This week, an OpenAI employee accused Elon Musk’s AI company xAI of publishing misleading benchmark results for their latest AI model-Grok 3. Hence, the issue on bench-marking in AI and how AI labs report them is under consideration. One of the co-founders of xAI, Igor Babushkin, insisted that the company was correct.
In a post on xAI’s blog, the company recently published a graph showing Grok 3’s performance on the challenging math question set AIME 2025 from a recently invited math exam. Some experts have raised questions about the validity of using AIME as an AI benchmark. Nevertheless, AIME 2025 and older versions of the test are commonly used to assess a model’s mathematical capabilities.

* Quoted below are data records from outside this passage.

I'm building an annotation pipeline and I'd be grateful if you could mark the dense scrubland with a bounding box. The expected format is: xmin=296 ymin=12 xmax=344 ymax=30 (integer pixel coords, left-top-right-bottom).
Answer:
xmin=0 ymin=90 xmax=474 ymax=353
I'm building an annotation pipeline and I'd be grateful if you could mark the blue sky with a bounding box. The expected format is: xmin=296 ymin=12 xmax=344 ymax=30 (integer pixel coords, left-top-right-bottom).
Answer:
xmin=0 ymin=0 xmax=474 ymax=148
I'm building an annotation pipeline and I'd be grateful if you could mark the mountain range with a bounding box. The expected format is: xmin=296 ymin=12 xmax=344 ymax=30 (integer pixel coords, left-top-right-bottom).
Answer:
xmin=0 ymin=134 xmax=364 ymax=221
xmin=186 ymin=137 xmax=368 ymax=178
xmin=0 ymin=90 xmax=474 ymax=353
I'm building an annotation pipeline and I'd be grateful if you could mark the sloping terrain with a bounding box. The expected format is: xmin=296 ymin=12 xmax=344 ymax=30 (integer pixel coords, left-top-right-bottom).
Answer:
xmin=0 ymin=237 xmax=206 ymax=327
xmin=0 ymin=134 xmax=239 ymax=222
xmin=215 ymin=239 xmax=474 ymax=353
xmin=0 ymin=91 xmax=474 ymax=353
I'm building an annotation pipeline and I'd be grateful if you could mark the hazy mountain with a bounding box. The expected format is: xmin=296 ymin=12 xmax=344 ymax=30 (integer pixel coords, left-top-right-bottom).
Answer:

The graph from xAI shows two variants of Grok 3: Grok 3 Reasoning Beta and Grok 3 Mini Reasoning, which outperform OpenAI’s top-performing model, o3-mini-high, on AIME 2025. However, OpenAI employees quickly pointed out on X that the graph from xAI did not include o3-mini-high’s AIME 2025 score at “cons@64.” You might wonder what cons@64 is. It is a short name for consensus@64, essentially giving the model 64 trials to solve each benchmark problem and then taking the most-frequent answers as its final answer.
As you can imagine, cons@64 significantly boosts a model’s benchmark score, and removing it from the graph makes it seem like one model is better than another, when that’s not the case. The scores for Grok 3 Reasoning Beta and Grok 3 Mini Reasoning on AIME 2025 at “@1,” which means the first score that the model received on the benchmark, are indeed lower scores than those achieved by o3-mini-high. Grok 3 Reasoning Beta is also slightly behind OpenAI’s o1 model, which is set on “medium” computing. Despite this, xAI is advertising Grok 3 as “the world’s smartest AI.”
Babushkin argued on X that OpenAI had published similarly misleading benchmark charts in the past, though those charts compared their own models’ performances. A more neutral side of the debate created a more “accurate” graph showing the performance of nearly every model at cons@64.
Hilarious how some people see my plot as attack on OpenAI and others as attack on Grok while in reality it's DeepSeek propaganda
— Teortaxes▶️ (DeepSeek 推特🐋铁粉 2023 – ∞) (@teortaxesTex) February 20, 2025
(I actually believe Grok looks good there, and openAI's TTC chicanery behind o3-mini-*high*-pass@"""1""" deserves more scrutiny.) https://t.co/dJqlJpcJh8 pic.twitter.com/3WH8FOUfic
But as AI researcher Nathan Lambert pointed out in a post, perhaps the most important metric remains a mystery: the computational (and monetary) cost required for each model to achieve its best score. This just highlights how little is communicated about the limitations—and strengths—of most AI models in benchmark discussions.